In a post on X (formerly Twitter) earlier this week the Conservative party said: “The UK had the fastest growing economy in the G7 this year until Labour got in. Now it’s flatlined.”

It’s true the latest official figures show there was no month-on-month growth in the UK economy in July, with Labour forming a government on 5 July. But this doesn’t tell the full story—month-on-month growth was also flat in June, ahead of the election and when the Conservatives were still in government.

We’ve asked the Conservatives what figures they were looking at to make the claim, and haven’t had a response. But the comparison seems to refer to two sets of GDP figures measuring growth over different timeframes.
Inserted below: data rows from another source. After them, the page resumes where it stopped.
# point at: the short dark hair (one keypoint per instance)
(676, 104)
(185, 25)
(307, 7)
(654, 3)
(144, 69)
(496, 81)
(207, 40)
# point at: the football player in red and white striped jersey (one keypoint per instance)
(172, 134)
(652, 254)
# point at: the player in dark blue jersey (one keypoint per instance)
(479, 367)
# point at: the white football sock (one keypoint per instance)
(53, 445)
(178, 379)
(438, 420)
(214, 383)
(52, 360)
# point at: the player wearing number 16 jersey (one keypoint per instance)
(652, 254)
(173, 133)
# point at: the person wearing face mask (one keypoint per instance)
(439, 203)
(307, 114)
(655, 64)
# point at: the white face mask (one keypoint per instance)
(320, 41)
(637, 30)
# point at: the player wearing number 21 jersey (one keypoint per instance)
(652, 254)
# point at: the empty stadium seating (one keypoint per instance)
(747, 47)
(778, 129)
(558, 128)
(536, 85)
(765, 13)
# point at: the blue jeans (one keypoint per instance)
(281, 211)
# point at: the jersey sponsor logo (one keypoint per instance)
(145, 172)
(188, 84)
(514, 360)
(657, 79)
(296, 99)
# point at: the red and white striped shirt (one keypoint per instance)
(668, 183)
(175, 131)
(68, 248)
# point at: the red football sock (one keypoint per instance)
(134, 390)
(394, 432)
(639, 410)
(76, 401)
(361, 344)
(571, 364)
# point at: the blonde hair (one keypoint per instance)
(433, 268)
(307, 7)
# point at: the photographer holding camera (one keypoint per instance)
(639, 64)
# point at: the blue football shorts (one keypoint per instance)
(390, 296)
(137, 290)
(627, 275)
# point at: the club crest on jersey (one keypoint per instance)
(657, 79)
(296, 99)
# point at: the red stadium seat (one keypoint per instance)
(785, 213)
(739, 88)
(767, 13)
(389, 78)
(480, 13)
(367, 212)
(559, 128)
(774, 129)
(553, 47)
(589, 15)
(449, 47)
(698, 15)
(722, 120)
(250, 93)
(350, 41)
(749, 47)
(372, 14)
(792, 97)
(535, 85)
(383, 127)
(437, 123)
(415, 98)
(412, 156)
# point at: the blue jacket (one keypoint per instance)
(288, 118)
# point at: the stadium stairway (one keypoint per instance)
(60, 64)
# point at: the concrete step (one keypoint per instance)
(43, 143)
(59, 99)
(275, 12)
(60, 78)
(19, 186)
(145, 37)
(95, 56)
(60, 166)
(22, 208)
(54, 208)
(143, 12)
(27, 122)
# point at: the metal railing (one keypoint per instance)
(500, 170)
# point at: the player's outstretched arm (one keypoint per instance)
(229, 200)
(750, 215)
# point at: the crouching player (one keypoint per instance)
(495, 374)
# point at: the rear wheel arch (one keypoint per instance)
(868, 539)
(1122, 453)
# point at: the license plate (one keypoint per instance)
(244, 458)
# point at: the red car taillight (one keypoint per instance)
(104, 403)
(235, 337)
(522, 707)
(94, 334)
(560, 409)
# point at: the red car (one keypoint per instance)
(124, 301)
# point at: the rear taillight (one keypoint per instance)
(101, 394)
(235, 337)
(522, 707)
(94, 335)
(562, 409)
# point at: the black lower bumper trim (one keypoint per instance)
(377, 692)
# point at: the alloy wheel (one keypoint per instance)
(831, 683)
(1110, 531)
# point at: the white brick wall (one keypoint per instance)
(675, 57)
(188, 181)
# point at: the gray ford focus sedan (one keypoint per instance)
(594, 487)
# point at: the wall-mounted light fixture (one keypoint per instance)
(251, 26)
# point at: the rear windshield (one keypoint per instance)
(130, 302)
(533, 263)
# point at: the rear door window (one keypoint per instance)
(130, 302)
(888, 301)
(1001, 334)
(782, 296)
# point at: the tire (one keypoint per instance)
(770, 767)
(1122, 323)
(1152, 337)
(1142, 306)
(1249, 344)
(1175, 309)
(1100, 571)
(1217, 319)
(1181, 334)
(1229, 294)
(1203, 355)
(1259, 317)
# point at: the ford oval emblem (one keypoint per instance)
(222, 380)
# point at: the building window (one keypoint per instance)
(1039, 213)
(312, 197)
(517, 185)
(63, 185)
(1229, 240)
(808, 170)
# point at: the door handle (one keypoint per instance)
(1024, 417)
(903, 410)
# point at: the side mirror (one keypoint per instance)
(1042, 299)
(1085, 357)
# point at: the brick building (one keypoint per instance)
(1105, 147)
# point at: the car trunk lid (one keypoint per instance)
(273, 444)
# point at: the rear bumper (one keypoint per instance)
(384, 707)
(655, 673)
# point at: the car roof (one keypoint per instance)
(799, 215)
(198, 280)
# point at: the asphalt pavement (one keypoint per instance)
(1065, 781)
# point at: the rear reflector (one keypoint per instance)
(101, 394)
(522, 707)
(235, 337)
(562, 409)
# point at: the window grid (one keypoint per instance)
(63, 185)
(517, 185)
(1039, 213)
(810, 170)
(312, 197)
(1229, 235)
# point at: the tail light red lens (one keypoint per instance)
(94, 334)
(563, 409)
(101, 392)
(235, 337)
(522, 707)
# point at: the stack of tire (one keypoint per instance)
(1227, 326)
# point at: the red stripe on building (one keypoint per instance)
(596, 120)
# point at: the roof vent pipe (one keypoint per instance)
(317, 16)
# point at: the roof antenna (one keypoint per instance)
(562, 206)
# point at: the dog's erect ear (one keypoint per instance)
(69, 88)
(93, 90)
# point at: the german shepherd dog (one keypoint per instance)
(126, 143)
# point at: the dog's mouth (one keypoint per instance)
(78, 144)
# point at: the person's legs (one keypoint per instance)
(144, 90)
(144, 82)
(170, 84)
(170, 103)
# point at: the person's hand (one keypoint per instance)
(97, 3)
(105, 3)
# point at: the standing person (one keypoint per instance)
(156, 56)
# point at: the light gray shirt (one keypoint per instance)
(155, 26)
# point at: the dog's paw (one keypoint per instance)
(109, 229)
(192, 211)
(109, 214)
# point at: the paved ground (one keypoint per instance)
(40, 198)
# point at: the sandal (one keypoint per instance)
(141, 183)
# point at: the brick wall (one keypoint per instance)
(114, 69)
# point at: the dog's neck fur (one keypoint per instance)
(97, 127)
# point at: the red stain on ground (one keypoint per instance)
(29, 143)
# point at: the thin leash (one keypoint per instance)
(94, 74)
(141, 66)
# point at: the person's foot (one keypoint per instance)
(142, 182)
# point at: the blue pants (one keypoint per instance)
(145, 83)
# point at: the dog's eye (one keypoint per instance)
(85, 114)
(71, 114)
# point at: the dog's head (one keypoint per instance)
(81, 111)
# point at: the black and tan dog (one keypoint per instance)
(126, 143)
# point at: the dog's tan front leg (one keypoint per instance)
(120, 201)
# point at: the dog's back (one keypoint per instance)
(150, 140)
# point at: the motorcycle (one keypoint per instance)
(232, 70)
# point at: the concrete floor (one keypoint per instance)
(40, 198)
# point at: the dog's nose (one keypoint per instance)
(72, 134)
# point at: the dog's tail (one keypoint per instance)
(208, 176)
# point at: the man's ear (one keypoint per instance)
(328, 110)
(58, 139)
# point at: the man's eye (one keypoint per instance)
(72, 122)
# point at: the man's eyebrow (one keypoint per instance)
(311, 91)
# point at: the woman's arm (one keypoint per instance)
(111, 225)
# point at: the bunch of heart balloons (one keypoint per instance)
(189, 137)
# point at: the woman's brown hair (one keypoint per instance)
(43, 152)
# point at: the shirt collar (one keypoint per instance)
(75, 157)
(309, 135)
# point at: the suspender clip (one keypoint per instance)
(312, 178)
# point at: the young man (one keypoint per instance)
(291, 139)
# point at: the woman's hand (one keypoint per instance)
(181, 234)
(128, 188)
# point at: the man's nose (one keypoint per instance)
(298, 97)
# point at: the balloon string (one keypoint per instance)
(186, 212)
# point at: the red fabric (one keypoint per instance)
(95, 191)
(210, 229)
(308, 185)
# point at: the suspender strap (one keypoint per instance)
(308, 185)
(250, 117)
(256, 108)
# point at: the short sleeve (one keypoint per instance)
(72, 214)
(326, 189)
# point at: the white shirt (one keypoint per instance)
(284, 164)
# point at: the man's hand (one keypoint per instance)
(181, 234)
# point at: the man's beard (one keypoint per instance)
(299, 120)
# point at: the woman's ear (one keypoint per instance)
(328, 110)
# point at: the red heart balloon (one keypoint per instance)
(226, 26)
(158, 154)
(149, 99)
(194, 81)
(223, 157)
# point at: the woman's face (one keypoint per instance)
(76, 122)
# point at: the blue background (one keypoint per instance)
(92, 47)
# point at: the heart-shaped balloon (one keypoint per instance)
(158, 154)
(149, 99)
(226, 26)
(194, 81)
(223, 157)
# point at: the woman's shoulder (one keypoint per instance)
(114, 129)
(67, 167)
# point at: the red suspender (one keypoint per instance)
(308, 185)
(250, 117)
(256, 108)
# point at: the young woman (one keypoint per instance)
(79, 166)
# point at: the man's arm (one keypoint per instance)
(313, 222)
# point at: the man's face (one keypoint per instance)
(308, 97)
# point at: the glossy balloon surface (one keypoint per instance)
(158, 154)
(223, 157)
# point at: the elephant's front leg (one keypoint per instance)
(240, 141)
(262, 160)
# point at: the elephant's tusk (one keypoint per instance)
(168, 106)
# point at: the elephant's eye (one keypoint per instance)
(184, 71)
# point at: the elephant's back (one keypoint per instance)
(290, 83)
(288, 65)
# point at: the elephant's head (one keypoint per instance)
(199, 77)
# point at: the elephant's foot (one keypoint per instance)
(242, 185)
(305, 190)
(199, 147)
The claim that the UK had “the fastest growing economy in the G7 this year” appears to be based on the UK’s growth across the first half of 2024, which we’ve written about before. UK GDP increased by 0.7% in the first quarter of the year, and by 0.6% in the second quarter—the highest combined rate in the G7 over this period, according to the Resolution Foundation think tank.

The claim that the economy has “flatlined” since Labour entered government, meanwhile, appears to refer to month-on-month growth. As the graph below shows, this was flat in July but also in June, so the recent period of zero growth appears to predate Labour coming into office.